Performing PCA directly on the covariance matrix of the images is often computationally infeasible. If small images are used, say 100 × 100 pixels, each image is a point in a 10,000-dimensional space and the covariance matrix S is a matrix of 10,000 × 10,000 = 10^{8} elements. However the rank of the covariance matrix is limited by the number of training examples: if there are N training examples, there will be at most N − 1 eigenvectors with non-zero eigenvalues. If the number of training examples is smaller than the dimensionality of the images, the principal components can be computed more easily as follows.

Let T be the matrix of preprocessed training examples, where each column contains one mean-subtracted image. The covariance matrix can then be computed as S = TT^{T} and the eigenvector decomposition of S is given by
$\mathbf{Sv}_i = \mathbf{T}\mathbf{T}^T\mathbf{v}_i = \lambda_i \mathbf{v}_i$
However TT^{T} is a large matrix, and if instead we take the eigenvalue decomposition of
$\mathbf{T}^T\mathbf{T}\mathbf{u}_i = \lambda_i \mathbf{u}_i$
then we notice that by pre-multiplying both sides of the equation with T, we obtain
$\mathbf{T}\mathbf{T}^T\mathbf{T}\mathbf{u}_i = \lambda_i \mathbf{T}\mathbf{u}_i$
Meaning that, if u_{i} is an eigenvector of T^{T}T, then v_{i} = Tu_{i} is an eigenvector of S. If we have a training set of 300 images of 100 × 100 pixels, the matrix T^{T}T is a 300 × 300 matrix, which is much more manageable than the 10,000 × 10,000 covariance matrix. Notice however that the resulting vectors v_{i} are not normalised; if normalisation is required it should be applied as an extra step.

===Connection with SVD===
Let X denote the $d \times n$ data matrix with column $x_i$ as the image vector with mean subtracted. Then,

   $\mathrm{covariance}(X) = \frac{XX^T}{n}$

Let the singular value decomposition (SVD) of X be:

  $X= U{\Sigma}V^T$
Then the eigenvalue decomposition for $XX^T$ is:

  $XX^T = U{\Sigma}{{\Sigma}^T}U^T= U{\Lambda}U^T$, where Λ=diag (eigenvalues of $XX^T$)
Thus we can see easily that:
  The eigenfaces = the first $k$ ($k\leq n$) columns of $U$ associated with the nonzero singular values.
  The ith eigenvalue of $XX^T = \frac{1}{n}($ ith singular value of $X)^2$ (i.e., $\lambda_i=\frac{1}{n}\sigma_i^2$)

Using SVD on data matrix X, it is unnecessary to calculate the actual covariance matrix to get eigenfaces.

== Use in facial recognition ==

Facial recognition was the motivation for the creation of eigenfaces. For this use, eigenfaces have advantages over other techniques available, such as the system's speed and efficiency. As eigenface is primarily a dimension reduction method, a system can represent many subjects with a relatively small set of data. As a face-recognition system it is also fairly invariant to large reductions in image sizing; however, it begins to fail considerably when the variation between the seen images and probe image is large.

To recognise faces, gallery images – those seen by the system – are saved as collections of weights describing the contribution each eigenface has to that image. When a new face is presented to the system for classification, its own weights are found by projecting the image onto the collection of eigenfaces. This provides a set of weights describing the probe face. These weights are then classified against all weights in the gallery set to find the closest match. A nearest-neighbour method is a simple approach for finding the Euclidean distance between two vectors, where the minimum can be classified as the closest subject.

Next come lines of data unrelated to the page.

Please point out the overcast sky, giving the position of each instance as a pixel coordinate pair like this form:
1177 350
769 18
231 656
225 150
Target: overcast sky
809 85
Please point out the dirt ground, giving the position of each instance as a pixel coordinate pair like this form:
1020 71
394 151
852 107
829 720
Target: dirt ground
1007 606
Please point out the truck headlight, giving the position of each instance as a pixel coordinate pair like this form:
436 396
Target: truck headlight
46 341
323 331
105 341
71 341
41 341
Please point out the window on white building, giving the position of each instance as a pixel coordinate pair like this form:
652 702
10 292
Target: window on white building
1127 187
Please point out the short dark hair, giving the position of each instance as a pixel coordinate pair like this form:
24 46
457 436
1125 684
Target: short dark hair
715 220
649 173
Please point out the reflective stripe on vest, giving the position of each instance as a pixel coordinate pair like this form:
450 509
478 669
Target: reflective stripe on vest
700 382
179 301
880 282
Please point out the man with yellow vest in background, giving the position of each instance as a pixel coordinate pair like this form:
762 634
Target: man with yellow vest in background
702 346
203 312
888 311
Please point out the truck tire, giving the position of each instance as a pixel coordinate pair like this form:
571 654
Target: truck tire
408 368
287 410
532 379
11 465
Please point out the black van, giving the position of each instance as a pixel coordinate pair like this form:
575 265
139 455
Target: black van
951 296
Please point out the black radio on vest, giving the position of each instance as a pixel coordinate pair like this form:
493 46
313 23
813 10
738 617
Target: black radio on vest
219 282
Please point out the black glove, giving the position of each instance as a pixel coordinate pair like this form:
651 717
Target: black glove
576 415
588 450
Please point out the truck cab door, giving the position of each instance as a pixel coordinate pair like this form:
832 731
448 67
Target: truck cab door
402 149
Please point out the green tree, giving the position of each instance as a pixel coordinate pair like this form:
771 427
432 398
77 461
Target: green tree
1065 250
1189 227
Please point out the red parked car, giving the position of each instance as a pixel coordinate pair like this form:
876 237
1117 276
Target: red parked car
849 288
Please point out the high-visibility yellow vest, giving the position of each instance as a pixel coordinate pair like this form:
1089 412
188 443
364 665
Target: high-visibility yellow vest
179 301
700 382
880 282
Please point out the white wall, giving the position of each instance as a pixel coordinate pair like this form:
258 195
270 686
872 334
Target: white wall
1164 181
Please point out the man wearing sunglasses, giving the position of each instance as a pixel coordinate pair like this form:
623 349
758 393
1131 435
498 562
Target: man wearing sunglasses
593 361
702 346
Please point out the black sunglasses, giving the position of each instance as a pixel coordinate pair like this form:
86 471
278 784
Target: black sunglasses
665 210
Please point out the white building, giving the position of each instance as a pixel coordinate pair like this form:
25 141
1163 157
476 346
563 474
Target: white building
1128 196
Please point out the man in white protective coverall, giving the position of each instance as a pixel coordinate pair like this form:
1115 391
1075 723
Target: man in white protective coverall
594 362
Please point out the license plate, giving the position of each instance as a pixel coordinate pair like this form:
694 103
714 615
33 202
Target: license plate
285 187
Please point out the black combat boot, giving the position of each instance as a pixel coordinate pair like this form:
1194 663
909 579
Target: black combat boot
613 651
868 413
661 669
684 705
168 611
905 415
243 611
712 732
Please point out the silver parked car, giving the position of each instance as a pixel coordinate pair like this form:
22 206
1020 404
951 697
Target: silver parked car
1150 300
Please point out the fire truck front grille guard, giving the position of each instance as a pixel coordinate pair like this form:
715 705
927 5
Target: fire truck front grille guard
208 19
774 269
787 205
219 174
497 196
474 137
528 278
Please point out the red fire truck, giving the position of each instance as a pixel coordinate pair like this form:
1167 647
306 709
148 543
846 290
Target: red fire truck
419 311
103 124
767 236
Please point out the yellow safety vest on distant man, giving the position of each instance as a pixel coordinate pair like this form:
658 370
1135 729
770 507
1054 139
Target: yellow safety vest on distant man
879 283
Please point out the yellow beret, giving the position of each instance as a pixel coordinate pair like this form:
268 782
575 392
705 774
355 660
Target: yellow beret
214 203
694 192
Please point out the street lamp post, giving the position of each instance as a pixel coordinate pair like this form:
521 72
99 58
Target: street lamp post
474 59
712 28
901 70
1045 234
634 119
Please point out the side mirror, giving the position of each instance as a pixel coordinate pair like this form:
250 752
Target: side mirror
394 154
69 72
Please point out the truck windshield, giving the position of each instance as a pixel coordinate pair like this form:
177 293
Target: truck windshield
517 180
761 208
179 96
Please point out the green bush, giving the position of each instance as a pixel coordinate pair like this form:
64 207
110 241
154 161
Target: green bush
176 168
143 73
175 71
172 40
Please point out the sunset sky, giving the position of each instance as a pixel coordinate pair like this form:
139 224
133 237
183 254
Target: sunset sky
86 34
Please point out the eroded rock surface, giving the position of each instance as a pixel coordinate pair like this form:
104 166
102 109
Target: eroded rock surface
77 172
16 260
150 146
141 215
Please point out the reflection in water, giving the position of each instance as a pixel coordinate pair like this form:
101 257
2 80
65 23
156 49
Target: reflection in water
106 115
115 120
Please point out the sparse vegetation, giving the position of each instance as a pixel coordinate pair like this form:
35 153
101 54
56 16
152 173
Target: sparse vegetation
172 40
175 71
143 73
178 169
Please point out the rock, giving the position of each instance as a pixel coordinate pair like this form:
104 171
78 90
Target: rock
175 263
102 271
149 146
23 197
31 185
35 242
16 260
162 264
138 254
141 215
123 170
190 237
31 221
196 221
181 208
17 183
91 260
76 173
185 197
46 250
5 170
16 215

Intuitively, the recognition process with the eigenface method is to project query images into the face-space spanned by eigenfaces calculated, and to find the closest match to a face class in that face-space.
- Pseudo code
- Given input image vector $U\in\Re^n$, the mean image vector from the database $M$, calculate the weight of the k-th eigenface as: $$w_k = V_k^T(U-M)$$
  - Then form a weight vector $W = [w_1, w_2,..., w_k,..., w_n]$
- Compare W with weight vectors $W_m$ of images in the database. Find the Euclidean distance. $$d = \| W-W_m \|^2$$
- If $d < \epsilon_1$, then the mth entry in the database is a candidate of recognition.
- If $\epsilon_1 < d < \epsilon_2$, then U may be an unknown face and can be added to the database.
- If $d > \epsilon_2 , U$ is not a face image.

The weights of each gallery image only convey information describing that image, not that subject. An image of one subject under frontal lighting may have very different weights to those of the same subject under strong left lighting. This limits the application of such a system. Experiments in the original Eigenface paper presented the following results: an average of 96% with light variation, 85% with orientation variation, and 64% with size variation.

Various extensions have been made to the eigenface method. The eigenfeatures method combines facial metrics (measuring distance between facial features) with the eigenface representation. Fisherface uses linear discriminant analysis and is less sensitive to variation in lighting and pose of the face. Fisherface uses labelled data to retain more of the class-specific information during the dimension reduction stage.

A further alternative to eigenfaces and Fisherfaces is the active appearance model. This approach uses an active shape model to describe the outline of a face. By collecting many face outlines, principal component analysis can be used to form a basis set of models that encapsulate the variation of different faces.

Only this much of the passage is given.